Rules disqualifying certain GCSEs from being used for apprenticeships are ‘overly complex and confusing for students, their parents and providers, and [have] resulted in numerate and literate apprentices having to study English and Maths because SASE deemed their GCSEs out of date or their iGCSEs invalid, ’ according to the body which certifies apprentices.

The move marks the end of a legal battle to abolish the ‘five-year rule’, under which apprentices could only complete their course using GCSEs that were five years old or less.

Last month, the Department for Business, Innovation and Skills (BIS) formally abolished this rule when it published a modified version of the Specification of Apprenticeship Standards for England (SASE).

However, it was unclear if the rules would have any practical effect, as the early years apprenticeship framework, which sits on top of SASE and sets sector-specific standards, has not been amended.

Now, The Federation for Industry Sector Skills and Standards says it has ‘obtained agreement that the current SASE frameworks do not need to be amended and re-issued’ but the five year rule can be removed.

It adds 'removing the five-year rule ... will streamline SASE guidance considerably'.

SASE now also includes both regulated and unregulated iGCSEs as equivalent to GCSEs.

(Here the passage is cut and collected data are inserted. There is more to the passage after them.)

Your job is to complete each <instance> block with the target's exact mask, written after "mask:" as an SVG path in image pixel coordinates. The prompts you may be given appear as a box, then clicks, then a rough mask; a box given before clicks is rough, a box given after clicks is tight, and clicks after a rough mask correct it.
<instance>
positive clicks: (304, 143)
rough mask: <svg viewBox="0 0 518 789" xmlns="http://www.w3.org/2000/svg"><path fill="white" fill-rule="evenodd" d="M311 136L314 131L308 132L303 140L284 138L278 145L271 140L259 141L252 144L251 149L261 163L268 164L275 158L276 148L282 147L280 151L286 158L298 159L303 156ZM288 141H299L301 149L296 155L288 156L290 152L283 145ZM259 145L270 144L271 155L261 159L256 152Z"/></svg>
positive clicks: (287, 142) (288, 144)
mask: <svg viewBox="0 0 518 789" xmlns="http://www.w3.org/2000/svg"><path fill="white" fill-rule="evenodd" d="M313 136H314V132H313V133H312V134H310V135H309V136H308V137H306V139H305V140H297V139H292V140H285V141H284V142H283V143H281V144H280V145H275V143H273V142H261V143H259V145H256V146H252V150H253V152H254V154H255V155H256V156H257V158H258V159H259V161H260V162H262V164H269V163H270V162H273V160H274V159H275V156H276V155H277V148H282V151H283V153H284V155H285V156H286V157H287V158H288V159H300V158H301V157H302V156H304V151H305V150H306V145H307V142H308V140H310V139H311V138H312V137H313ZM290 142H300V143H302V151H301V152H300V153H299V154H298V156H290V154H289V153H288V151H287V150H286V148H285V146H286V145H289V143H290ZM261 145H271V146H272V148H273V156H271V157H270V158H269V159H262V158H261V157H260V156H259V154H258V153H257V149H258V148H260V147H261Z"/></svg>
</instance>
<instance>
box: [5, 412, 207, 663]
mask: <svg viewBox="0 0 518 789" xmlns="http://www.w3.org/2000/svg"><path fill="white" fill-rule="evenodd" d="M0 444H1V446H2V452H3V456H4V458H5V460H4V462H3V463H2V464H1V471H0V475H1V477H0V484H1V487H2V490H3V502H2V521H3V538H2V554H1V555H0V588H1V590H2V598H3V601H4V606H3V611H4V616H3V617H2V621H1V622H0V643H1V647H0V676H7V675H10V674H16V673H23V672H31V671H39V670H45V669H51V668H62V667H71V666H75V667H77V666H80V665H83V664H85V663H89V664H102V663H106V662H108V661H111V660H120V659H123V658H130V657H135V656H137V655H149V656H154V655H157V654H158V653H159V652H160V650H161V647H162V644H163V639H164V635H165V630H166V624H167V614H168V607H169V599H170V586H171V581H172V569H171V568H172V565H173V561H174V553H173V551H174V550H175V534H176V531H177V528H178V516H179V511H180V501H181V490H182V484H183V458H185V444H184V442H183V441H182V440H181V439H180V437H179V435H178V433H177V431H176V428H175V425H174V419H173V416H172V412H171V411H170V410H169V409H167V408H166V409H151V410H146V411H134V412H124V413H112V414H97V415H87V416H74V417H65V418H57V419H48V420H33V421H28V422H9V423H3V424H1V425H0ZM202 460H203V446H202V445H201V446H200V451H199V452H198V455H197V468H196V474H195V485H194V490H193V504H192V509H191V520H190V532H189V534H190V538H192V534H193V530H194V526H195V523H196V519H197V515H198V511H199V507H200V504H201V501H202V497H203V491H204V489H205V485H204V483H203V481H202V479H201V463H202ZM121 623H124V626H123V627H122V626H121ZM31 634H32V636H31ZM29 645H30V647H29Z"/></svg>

The changes will only affect new apprenticeship starting from 6 April.

Ross Midgley of training provider PBD, who won a judicial review of the five-year rule, said, ‘Apparently the government lawyers have invented some magic fairy dust which can be sprinkled over existing frameworks, without the need to re-issue them, which makes the words printed in the framework take on a completely different meaning for learners who enrol after 5 April.

‘I’m not entirely clear why this cannot be retrospective fairy dust – after all, magic is magic – but in any event this does now seem to be an almost complete vindication of our judicial review. All apprentices – not just those in early years – are now free of the odious five-year rule and able to demonstrate their maths and English skills via a wide range of qualifications.’  

The document setting out these changes also says, ‘Legally we cannot bring in retrospective changes.’

BIS, which licences sector skills councils, has previously said that, ‘The legislation cannot apply retrospectively. Apprentices must meet the requirements that were in place when they started their apprenticeship.

'We are working with key partners to find the best way to implement the changes.

The abolition of the five-year rule, which has been in place since the interim apprenticeship framework came in in September, will last from April to August, when a new ‘trailblazer’ standard comes in.